El endeudamiento familiar pasó de ser un recurso ocasional para la adquisición de bienes durables a un mecanismo de subsistencia cotidiana para cubrir alimentos y servicios. Informes privados revelan que las familias destinan en promedio cerca de una cuarta parte de sus recursos mensuales a saldar compromisos financieros, cifra que escala al 30% al contemplar refinanciaciones y préstamos en casas comerciales o fintech. La contracción del ingreso disponible, sumada al encarecimiento relativo de las tarifas de servicios públicos y la baja oferta de cuotas sin interés, comprimió el margen de maniobra de los consumidores, empujándolos a recurrir al plástico para financiar el carrito del supermercado.
Esta dinámica derivó en un deterioro progresivo de las métricas de morosidad dentro del sistema.

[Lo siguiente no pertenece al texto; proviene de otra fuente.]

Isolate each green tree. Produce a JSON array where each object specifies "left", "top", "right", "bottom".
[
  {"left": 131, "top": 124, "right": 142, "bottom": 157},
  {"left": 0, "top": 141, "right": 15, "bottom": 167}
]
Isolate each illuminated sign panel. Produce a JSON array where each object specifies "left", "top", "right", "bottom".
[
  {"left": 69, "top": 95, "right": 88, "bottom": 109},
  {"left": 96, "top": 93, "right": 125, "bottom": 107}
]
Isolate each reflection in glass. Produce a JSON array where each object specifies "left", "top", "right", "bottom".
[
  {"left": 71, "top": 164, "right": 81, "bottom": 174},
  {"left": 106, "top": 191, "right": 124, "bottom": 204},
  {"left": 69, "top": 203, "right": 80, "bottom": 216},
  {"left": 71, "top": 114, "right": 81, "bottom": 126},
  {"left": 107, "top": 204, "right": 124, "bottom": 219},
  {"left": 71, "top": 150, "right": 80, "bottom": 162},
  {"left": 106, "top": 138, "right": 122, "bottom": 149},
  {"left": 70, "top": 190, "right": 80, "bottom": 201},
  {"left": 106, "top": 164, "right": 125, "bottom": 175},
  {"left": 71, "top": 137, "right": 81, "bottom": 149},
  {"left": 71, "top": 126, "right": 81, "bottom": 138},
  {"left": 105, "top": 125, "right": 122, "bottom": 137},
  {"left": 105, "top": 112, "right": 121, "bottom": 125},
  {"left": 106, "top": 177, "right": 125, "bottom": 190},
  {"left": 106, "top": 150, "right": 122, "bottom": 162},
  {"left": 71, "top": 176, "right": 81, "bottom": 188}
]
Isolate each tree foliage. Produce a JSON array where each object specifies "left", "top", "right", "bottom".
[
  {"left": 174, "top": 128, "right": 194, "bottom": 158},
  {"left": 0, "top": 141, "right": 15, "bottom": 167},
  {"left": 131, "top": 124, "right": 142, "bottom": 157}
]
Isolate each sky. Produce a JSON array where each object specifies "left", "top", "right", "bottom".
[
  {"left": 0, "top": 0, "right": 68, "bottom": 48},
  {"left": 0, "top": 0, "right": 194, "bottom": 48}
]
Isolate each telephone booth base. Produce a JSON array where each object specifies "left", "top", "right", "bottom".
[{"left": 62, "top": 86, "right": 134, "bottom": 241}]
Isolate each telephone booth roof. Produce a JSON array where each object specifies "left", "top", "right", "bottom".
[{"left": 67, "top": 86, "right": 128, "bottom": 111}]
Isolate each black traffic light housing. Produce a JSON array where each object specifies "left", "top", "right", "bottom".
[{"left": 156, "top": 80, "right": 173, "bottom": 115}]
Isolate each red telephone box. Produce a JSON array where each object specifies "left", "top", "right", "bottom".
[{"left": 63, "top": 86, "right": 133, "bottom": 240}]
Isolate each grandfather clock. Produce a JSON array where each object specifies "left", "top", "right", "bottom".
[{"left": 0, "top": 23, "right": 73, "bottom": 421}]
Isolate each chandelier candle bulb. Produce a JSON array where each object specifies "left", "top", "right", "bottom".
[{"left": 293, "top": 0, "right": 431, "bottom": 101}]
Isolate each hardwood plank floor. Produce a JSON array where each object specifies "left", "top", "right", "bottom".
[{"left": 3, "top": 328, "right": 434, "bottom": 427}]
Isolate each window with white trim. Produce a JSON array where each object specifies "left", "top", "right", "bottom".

El ratio de irregularidad en créditos al consumo escaló a niveles récord en el transcurso del año, superando el 12% en el sistema bancario tradicional y ubicándose por encima del 20% en el sector de las plataformas digitales y financieras no bancarias. Según el Centro de Estudios para la Recuperación de la Argentina (Centro RA-UBA) y consultoras del sector, el uso de tarjetas de crédito en compras esenciales creció en detrimento del débito y el efectivo, lo que evidencia que una porción significativa del financiamiento actual responde a una necesidad de postergar pagos más que a un aumento del consumo real.
Ante este escenario, bancos y entidades financieras comenzaron a aplicar filtros de riesgo más estrictos, reestructurando carteras y acortando límites crediticios para atenuar el incumplimiento. Analistas económicos coinciden en que la alta carga financiera que pesa sobre los hogares se erige como uno de los principales obstáculos para la reactivación económica. Sin un repunte sostenible del salario real que permita desahogar la capacidad de pago diaria, el consumo continuará condicionado por el techo que impone el vencimiento del resumen.